2017 Fiscal Year Research-status Report
不祥事対応における「人格化する企業」の時系列的・通文化的探究
Project/Area Number |
26380463
|
Research Institution | Hiroshima University |
Principal Investigator |
築達 延征 広島大学, 社会科学研究科, 教授 (50255238)
|
Project Period (FY) |
2014-04-01 – 2019-03-31
|
Keywords | 危機管理 |
Outline of Annual Research Achievements |
日本企業の活動がグローバル化する中、不祥事における従来の対応が国内外で疑問視される時代になった。平身低頭な「謝罪」・無視・中途半端な説明・ディフェンス等の対応が不適切とされ、不祥事から危機へと発展するケースを目にする。一方、不祥事対応でのコーポレート・アポロジアの有効性も明らかになった。本研究では、この短期的な対応法に加え、中・長期的な「信用回復」を目標とする「人格化する企業」のあり方を探究する。
今年度は、企業危機が起こる背景には、技術的・物理的な要因の他に、人的・文化的要因がすでに当該企業に存在するという仮説から、大規模な企業危機の数年前から見られる「前兆」について分析した。人的・文化的要因とは、当該企業の「集合近眼」という病理構造から来る「自己正当化」の文化に加え、その文化を「体現化」することになる当該企業の重役達による「公的な言動」を含む。さらにこの公的な言動が、ステークホルダーならびにパブリック(市民)に対して、その企業の人間が共有する「常識」として受け止められた。さらに、制度的な法人であるはずの「企業」という存在に対し、「人間性」を見つけることにより、企業を「人格化」させることになった。
「人格化する企業」による危機管理の妥当性を検証するため、比較・通文化分析を行った。
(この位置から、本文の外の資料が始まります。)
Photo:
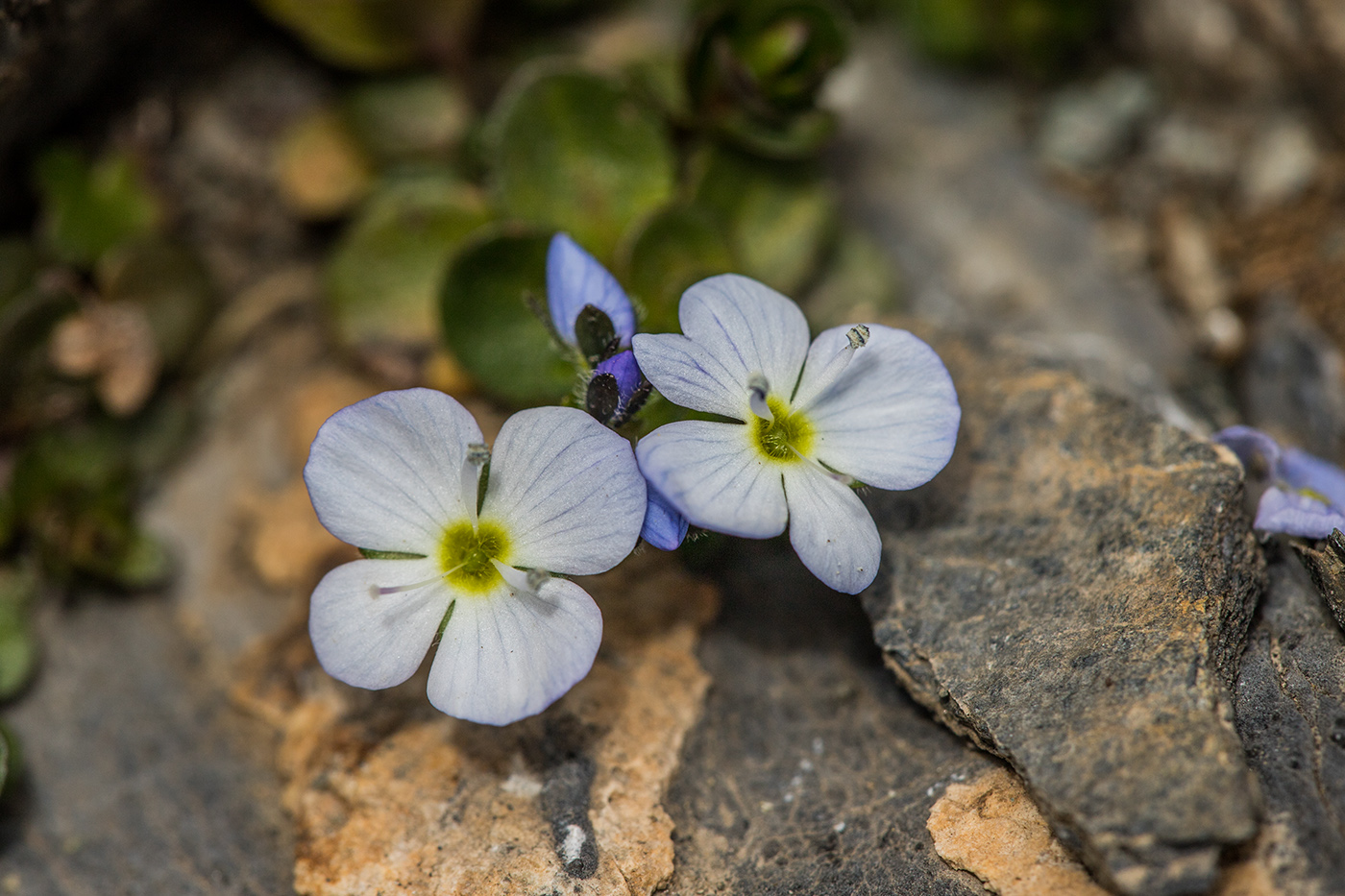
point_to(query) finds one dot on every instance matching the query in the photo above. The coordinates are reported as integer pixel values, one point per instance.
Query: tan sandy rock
(990, 828)
(392, 797)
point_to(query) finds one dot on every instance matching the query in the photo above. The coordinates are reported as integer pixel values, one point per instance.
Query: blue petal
(627, 375)
(575, 278)
(1258, 452)
(1305, 472)
(1295, 514)
(665, 527)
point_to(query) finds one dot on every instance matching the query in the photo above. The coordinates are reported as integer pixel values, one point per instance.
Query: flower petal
(372, 640)
(663, 526)
(831, 530)
(713, 476)
(1295, 514)
(1258, 452)
(733, 327)
(891, 419)
(385, 472)
(1305, 472)
(511, 654)
(567, 490)
(575, 278)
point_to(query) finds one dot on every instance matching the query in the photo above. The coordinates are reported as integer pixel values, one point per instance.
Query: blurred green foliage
(359, 34)
(76, 490)
(488, 326)
(91, 207)
(755, 70)
(385, 271)
(575, 153)
(17, 641)
(168, 284)
(1031, 37)
(409, 118)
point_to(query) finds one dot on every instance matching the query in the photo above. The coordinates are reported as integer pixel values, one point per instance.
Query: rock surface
(810, 770)
(1072, 593)
(140, 778)
(945, 180)
(991, 828)
(392, 797)
(1291, 717)
(1327, 567)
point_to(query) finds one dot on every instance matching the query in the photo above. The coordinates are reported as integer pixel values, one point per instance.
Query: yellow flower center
(786, 435)
(466, 554)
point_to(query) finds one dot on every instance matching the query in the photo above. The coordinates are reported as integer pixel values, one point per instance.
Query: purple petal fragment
(1307, 472)
(665, 527)
(1255, 449)
(1307, 494)
(627, 375)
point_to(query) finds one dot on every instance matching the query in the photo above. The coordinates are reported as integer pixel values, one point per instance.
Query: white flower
(400, 473)
(868, 403)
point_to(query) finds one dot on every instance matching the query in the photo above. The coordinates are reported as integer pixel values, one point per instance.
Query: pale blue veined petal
(715, 478)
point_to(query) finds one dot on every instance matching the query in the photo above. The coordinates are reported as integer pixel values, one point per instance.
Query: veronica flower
(864, 403)
(1307, 494)
(594, 315)
(401, 475)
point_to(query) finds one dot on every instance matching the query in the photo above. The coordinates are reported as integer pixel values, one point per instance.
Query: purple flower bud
(575, 278)
(627, 375)
(1307, 494)
(665, 527)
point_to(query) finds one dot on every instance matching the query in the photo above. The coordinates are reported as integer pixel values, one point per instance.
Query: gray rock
(810, 771)
(140, 778)
(1328, 570)
(51, 51)
(1072, 593)
(1293, 379)
(1291, 717)
(1281, 163)
(1088, 127)
(942, 174)
(1192, 150)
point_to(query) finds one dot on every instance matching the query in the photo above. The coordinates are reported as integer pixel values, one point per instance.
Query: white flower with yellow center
(468, 557)
(867, 403)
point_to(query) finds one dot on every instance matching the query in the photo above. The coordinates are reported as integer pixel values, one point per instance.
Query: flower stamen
(856, 339)
(477, 455)
(757, 390)
(376, 593)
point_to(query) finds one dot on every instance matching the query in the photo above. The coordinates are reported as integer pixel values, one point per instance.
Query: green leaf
(383, 276)
(86, 208)
(170, 284)
(354, 34)
(17, 641)
(755, 69)
(488, 326)
(421, 117)
(674, 249)
(858, 284)
(780, 217)
(11, 761)
(575, 153)
(17, 265)
(320, 167)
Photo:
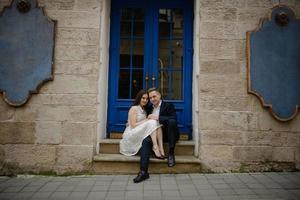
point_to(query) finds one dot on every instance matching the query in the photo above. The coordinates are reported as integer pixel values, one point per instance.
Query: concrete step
(111, 146)
(120, 164)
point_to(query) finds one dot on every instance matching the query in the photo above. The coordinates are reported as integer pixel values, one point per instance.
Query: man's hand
(152, 116)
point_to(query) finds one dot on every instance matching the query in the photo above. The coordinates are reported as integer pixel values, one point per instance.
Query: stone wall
(236, 133)
(55, 132)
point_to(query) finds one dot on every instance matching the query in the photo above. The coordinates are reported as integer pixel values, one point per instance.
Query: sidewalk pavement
(229, 186)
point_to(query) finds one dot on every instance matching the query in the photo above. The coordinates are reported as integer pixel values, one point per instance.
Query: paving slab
(231, 186)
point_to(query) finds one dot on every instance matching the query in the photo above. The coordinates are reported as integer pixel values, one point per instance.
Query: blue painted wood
(26, 52)
(275, 65)
(118, 108)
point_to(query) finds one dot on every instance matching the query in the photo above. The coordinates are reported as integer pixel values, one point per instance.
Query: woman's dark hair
(139, 97)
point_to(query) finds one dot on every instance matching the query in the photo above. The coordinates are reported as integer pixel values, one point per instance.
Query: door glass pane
(177, 53)
(171, 23)
(177, 21)
(138, 27)
(124, 84)
(170, 83)
(125, 53)
(131, 52)
(170, 55)
(165, 22)
(138, 54)
(137, 82)
(126, 16)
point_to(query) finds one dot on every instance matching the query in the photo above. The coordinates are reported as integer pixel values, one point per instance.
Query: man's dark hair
(138, 97)
(153, 89)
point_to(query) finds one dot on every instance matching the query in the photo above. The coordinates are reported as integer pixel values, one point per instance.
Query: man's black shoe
(142, 175)
(171, 160)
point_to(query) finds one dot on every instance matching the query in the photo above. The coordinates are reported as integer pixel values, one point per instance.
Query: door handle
(161, 75)
(147, 79)
(153, 80)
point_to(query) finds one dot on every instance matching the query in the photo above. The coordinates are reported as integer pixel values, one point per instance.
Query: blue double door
(150, 46)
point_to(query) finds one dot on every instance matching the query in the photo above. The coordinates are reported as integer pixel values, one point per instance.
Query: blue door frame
(118, 107)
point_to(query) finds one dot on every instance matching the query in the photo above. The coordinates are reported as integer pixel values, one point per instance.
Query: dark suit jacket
(167, 112)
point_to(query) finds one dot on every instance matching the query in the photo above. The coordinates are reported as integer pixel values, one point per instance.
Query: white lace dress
(133, 137)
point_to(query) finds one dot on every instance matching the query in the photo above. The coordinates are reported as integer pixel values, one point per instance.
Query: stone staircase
(110, 161)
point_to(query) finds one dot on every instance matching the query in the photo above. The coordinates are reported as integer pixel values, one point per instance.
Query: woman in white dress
(139, 127)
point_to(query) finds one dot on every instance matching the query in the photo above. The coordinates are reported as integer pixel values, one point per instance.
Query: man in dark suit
(166, 115)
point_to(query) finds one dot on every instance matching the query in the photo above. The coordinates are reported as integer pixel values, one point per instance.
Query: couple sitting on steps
(148, 126)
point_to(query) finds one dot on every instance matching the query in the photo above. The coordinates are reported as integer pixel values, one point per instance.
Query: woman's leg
(160, 142)
(155, 145)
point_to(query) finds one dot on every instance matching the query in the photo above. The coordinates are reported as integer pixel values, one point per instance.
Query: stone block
(6, 112)
(27, 113)
(83, 114)
(230, 30)
(234, 3)
(293, 139)
(240, 46)
(88, 5)
(210, 121)
(252, 15)
(212, 85)
(79, 19)
(30, 158)
(261, 3)
(219, 137)
(244, 27)
(219, 14)
(235, 86)
(76, 67)
(78, 133)
(57, 4)
(268, 122)
(17, 132)
(71, 84)
(252, 153)
(212, 30)
(239, 121)
(219, 166)
(53, 113)
(65, 99)
(265, 138)
(216, 152)
(211, 3)
(48, 132)
(73, 36)
(73, 158)
(76, 53)
(219, 49)
(284, 154)
(297, 155)
(220, 67)
(209, 103)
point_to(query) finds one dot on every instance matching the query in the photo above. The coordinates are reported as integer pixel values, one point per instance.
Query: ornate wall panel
(273, 52)
(26, 50)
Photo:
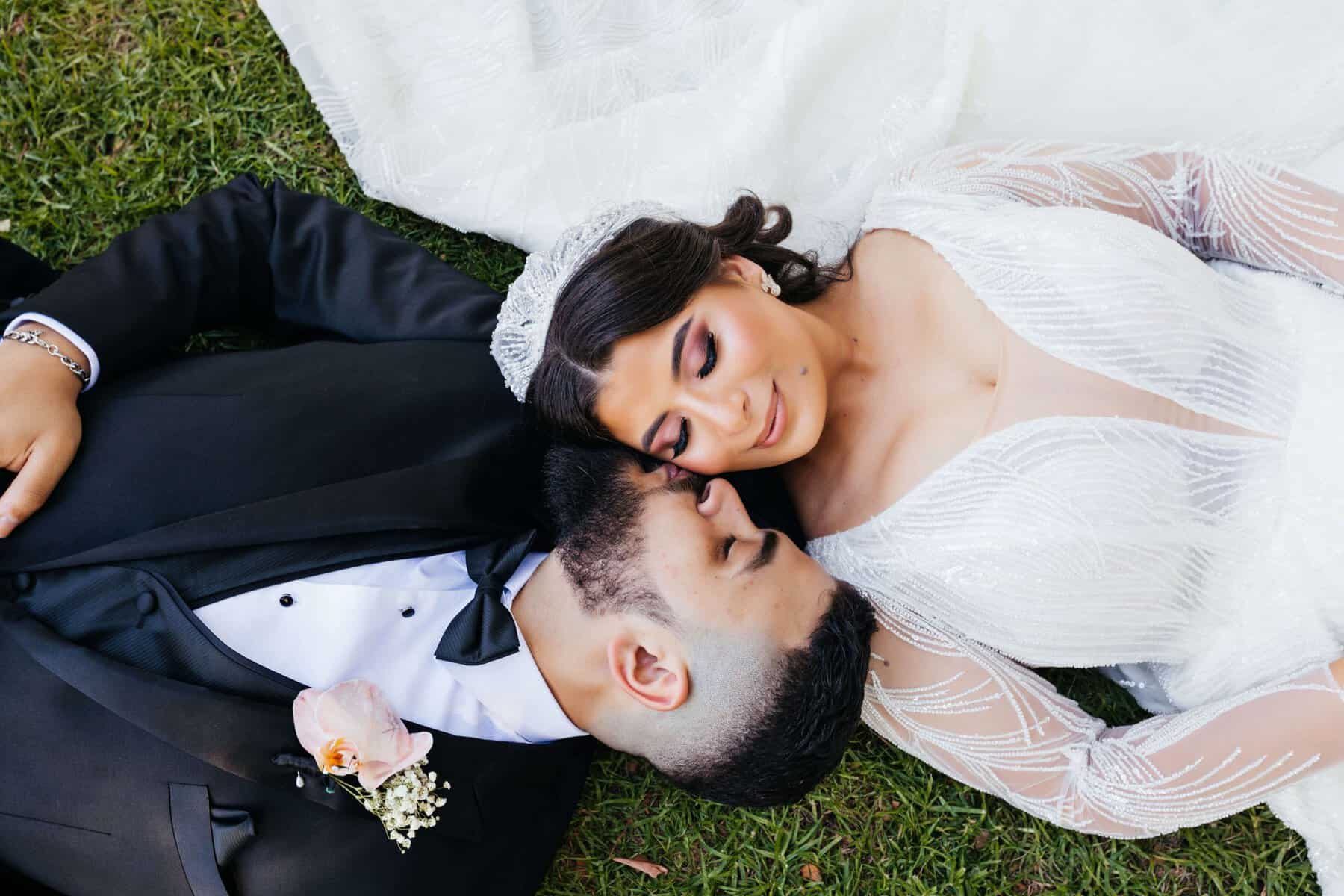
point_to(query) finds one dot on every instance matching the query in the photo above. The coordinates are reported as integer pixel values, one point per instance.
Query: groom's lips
(774, 420)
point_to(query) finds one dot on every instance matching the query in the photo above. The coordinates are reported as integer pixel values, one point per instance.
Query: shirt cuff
(69, 334)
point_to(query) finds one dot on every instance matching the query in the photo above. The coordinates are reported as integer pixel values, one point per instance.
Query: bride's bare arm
(1216, 203)
(999, 727)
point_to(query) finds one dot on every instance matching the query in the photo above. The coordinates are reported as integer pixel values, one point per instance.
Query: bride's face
(734, 382)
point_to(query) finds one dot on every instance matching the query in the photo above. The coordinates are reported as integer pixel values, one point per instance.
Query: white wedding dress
(1160, 491)
(517, 117)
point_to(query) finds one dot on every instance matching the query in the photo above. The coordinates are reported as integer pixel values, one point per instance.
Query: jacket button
(146, 602)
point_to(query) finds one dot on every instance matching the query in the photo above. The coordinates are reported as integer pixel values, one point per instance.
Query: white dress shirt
(57, 327)
(382, 622)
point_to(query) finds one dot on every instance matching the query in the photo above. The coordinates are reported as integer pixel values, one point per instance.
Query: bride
(1062, 406)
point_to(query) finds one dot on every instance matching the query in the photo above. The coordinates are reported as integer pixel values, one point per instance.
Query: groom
(240, 526)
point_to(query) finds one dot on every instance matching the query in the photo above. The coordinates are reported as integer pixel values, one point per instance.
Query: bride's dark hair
(644, 276)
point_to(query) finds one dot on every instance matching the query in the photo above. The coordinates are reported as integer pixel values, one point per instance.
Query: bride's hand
(40, 423)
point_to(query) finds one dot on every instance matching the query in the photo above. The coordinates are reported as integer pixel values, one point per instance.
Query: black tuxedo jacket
(140, 754)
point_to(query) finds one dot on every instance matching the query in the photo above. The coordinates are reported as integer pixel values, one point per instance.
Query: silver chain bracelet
(34, 337)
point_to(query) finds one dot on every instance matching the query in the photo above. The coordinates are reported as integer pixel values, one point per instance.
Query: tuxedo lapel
(237, 735)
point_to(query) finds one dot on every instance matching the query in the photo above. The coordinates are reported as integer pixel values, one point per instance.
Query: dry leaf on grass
(643, 865)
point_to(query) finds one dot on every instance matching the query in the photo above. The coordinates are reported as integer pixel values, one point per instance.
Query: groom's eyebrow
(678, 343)
(768, 547)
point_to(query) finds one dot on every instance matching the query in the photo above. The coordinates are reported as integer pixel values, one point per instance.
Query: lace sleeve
(999, 727)
(1216, 205)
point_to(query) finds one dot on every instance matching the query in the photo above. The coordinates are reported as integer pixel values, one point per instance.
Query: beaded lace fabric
(1206, 566)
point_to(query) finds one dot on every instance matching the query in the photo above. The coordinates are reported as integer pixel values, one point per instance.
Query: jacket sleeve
(1001, 729)
(260, 255)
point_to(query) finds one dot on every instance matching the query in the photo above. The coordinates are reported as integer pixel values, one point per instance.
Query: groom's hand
(40, 423)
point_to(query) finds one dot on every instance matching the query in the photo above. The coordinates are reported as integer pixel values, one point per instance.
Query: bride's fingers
(35, 481)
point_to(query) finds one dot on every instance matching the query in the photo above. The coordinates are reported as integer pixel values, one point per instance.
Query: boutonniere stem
(351, 729)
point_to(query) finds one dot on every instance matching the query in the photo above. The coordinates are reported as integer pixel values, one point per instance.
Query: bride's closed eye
(712, 356)
(679, 447)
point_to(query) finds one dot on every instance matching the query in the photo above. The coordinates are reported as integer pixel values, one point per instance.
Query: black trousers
(20, 276)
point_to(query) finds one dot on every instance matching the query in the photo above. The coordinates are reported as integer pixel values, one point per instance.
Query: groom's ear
(651, 669)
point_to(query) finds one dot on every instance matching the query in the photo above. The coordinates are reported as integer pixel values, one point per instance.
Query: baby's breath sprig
(406, 802)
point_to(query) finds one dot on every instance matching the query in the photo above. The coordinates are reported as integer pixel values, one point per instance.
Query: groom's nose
(722, 503)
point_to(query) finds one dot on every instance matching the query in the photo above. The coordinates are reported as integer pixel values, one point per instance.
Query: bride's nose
(729, 413)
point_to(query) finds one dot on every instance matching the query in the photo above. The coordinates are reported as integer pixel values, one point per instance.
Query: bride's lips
(774, 420)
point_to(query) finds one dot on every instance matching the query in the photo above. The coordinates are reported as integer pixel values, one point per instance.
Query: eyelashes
(680, 444)
(712, 356)
(712, 359)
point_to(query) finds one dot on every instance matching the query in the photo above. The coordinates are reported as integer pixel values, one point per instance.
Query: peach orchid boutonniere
(351, 729)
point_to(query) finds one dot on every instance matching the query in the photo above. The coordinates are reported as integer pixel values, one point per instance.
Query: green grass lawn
(113, 111)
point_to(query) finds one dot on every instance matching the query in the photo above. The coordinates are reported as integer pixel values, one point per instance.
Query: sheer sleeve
(1216, 205)
(999, 727)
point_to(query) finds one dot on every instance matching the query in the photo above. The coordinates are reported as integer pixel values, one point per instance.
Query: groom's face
(715, 568)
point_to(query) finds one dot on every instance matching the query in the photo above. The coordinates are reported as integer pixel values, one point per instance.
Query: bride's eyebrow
(678, 343)
(653, 430)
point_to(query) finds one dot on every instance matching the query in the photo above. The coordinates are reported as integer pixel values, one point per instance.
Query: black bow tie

具体的には、アメリカの研究者と共同で日本の自動車メーカーによるアメリカでの不祥事が危機に発展したケースを詳細に分析した。
|
Current Status of Research Progress |
Current Status of Research Progress
2: Research has progressed on the whole more than it was originally planned.
Reason
International Conference on Social Responsibility, Ethics, and Sustainabilityという国際学会で報告した。その発表論文がproceedingのみならずedit bookの章に選定され、その校閲・編集作業を継続している。
|
Strategy for Future Research Activity |
本研究の成果をまとめた論文を国際学会、国際レフェリージャーナルで発表するために、執筆・校閲・投稿・修正・再投稿というプロセスに入る。
|
Causes of Carryover |
国際レフェリー・ジャーナルに論文を掲載するには英語論文校閲・編集費が必要である。現在、論文を投稿中であり、今後、修正・再投稿というサイクルを繰り返す上で、英語論文校閲・編集費を確保しておく必要があった。